Optimizing Sieve of Eratosthenes, Adding Wheel to Bool Array

Question

I know there's a few posts about how to implement wheels, but I'm really struggling to see how to implement one with my current approach to the sieve.

I created my own bit array in C, with the following implementation:

#define setBit1(Array, i) (Array[i/INT_BITS] |= (1 << i % INT_BITS))
#define getBit(Array, i) ((Array[i/INT_BITS] & (1 << i % INT_BITS)) ? 1 : 0)
#define setBit0(Array, i) (Array[i/INT_BITS] &= ~(1 << i % INT_BITS))

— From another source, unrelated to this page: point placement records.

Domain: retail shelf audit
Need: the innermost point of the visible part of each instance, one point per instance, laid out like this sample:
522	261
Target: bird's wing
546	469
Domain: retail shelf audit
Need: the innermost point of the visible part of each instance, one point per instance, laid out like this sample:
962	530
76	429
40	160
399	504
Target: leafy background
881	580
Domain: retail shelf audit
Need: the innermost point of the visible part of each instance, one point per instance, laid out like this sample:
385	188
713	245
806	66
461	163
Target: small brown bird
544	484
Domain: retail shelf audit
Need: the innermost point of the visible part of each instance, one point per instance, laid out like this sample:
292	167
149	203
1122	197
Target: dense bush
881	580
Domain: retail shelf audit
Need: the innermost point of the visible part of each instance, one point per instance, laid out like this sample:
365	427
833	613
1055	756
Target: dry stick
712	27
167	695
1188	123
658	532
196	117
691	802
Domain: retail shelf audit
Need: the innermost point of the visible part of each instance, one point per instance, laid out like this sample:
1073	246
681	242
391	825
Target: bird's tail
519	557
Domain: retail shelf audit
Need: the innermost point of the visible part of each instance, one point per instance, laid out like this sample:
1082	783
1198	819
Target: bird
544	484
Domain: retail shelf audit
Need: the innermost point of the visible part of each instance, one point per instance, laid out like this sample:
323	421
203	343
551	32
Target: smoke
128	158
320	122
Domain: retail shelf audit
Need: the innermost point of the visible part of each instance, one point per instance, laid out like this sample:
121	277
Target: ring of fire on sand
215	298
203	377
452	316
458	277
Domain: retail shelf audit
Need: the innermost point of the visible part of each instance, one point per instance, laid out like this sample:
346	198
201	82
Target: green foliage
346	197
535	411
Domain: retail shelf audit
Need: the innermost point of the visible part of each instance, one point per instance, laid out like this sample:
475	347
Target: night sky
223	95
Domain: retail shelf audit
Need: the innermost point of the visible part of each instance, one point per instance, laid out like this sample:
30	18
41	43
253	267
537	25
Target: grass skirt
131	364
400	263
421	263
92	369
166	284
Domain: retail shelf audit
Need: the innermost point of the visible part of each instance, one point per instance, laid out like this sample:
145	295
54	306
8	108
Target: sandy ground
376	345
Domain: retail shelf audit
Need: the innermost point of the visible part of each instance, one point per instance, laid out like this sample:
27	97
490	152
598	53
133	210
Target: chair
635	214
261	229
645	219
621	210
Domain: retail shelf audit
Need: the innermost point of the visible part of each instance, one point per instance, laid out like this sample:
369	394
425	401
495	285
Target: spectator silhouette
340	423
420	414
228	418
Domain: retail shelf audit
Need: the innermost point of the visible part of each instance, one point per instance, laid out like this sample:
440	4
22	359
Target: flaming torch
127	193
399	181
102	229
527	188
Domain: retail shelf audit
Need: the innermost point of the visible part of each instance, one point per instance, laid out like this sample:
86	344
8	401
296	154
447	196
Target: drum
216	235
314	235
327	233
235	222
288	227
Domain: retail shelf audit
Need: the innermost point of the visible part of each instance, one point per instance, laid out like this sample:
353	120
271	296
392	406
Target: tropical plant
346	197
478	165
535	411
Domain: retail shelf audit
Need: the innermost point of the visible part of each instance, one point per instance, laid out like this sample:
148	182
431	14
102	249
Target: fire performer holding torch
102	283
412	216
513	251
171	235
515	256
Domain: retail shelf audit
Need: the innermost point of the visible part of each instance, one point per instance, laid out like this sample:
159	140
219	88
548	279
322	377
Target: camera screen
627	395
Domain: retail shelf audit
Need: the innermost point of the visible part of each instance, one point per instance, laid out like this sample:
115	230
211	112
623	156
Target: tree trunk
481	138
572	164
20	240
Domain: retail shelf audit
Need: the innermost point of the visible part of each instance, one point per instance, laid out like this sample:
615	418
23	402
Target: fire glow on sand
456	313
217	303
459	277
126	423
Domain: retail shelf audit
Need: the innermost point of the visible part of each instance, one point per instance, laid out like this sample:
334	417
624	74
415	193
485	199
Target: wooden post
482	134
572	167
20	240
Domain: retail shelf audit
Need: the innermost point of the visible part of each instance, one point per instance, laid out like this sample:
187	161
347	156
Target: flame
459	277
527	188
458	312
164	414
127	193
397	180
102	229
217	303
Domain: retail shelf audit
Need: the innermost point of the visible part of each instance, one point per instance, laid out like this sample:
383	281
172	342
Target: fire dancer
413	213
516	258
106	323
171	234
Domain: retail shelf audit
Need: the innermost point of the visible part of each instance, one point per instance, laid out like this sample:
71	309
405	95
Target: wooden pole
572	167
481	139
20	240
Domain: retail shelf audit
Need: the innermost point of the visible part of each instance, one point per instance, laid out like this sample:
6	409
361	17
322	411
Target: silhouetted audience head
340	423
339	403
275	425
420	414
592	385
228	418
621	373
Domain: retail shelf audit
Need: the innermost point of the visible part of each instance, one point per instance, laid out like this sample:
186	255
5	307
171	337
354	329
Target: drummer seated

int * createBitArray(unsigned long long size) {

    // find bytes required, round down to nearest whole byte
    unsigned long long bytesRequired = size / BITS_PERBYTE;

    // round up to highest multiple of 4 or 8 bytes (one int) 
    bytesRequired = (sizeof(int) * (bytesRequired / sizeof(int) + 
        ((size % BITS_PERBYTE * sizeof(int) == 0) ? 0 : 1)));

    // allocate array of "bits", round number of ints required up 
    return (int *)malloc((bytesRequired)); 

}

I've done a few tests in C using the clock(), and I've found that for large array sizes of more than 1,000,000, the bit array, even with its bit manipulations, is at least 200% faster than an int array. It also uses 1/32 of the memory.

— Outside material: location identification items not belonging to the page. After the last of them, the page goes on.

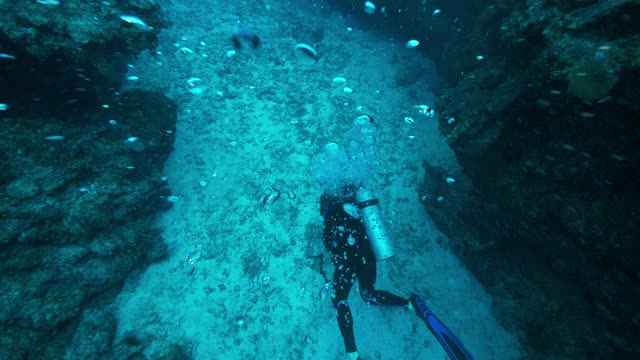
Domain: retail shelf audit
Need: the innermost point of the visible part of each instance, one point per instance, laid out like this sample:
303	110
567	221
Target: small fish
270	197
135	21
412	44
369	7
54	137
48	2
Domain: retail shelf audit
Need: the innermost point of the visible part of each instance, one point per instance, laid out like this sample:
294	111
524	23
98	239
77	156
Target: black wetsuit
346	238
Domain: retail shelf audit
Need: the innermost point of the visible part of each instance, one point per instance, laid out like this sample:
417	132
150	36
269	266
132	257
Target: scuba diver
354	233
345	237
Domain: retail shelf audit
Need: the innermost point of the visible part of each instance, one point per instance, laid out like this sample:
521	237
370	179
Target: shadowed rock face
71	55
545	212
67	248
76	199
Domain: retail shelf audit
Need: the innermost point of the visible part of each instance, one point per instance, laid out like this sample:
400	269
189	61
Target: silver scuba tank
379	239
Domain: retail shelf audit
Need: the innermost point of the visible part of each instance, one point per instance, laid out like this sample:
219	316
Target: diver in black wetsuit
345	237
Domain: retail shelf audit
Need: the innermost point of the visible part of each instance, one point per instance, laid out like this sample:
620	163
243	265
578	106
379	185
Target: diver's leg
367	273
343	278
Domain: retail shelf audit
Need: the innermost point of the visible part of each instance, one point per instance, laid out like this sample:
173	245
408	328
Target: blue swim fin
451	344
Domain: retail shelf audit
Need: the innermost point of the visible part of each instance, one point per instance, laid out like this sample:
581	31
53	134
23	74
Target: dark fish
245	39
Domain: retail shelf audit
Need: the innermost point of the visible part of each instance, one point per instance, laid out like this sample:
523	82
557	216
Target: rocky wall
80	175
539	107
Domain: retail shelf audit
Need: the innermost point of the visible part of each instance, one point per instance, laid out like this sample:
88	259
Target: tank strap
367	203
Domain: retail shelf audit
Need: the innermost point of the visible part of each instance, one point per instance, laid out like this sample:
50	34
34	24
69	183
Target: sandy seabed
244	279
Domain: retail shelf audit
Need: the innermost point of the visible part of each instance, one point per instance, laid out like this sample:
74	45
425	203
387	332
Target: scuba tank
380	241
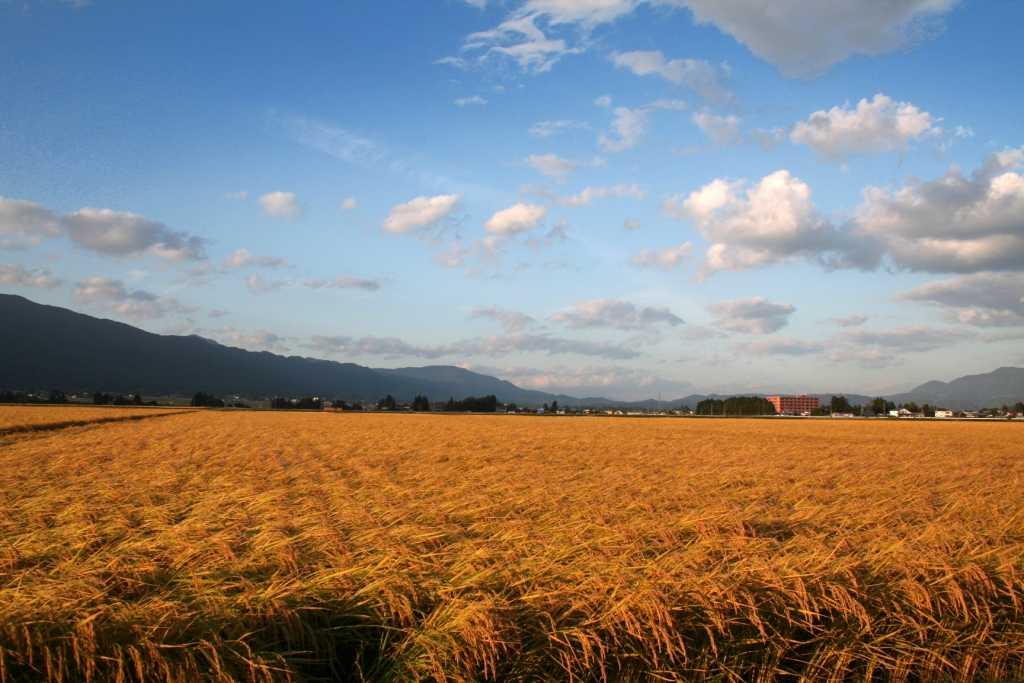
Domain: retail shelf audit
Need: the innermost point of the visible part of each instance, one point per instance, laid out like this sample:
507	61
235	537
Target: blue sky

#define indexToNum(n) (2*n + 1) 
#define numToIndex(n) ((n - 1) / 2)
typedef unsigned long long LONG; 

// populates prime array through Sieve of Eratosthenes, taking custom 
// odd keyed bit array, and the raw array length, as arguments
void findPrimes(int * primes, LONG arrLength) {

    long sqrtArrLength = (long)((sqrt((2 * arrLength) + 1) - 1) / 2); 
    long maxMult = 0; 
    long integerFromIndex = 0; 

    for (int i = 1; i <= sqrtArrLength; i++) {

         if (!getBit(primes, i)) {
             integerFromIndex = indexToNum(i); 
             maxMult = (indexToNum(arrLength)) / integerFromIndex; 

             for (int j = integerFromIndex; j <= maxMult; j+= 2) {
                 setBit1(primes, numToIndex((integerFromIndex*j)));     
            }

        }   
    }
}

I've been populating the bit array with the index, i, representing a number obtained through (2i + 1). This has the benefit of reducing any time spent iterating over even numbers, and once again reducing the necessary memory of the array by half. 2 is manually added to the primes after. This comes with a consequence of the time spent translating between index and number, but with my tests, for more than 1,000 primes, this approach is faster.

I'm stumped on how I could further optimize; I've reduced array size, I'm only testing to sqrt(n), I'm starting the "sieving" of primes upwards from p * p, I've eliminated all evens, and it's still taking me about 60 seconds for the first 100,000,000 primes in C.

As far as I'm aware, the "wheel" method requires that the actual integers of numbers be stored in the index. I'm really stuck on implementing it with my current bit array.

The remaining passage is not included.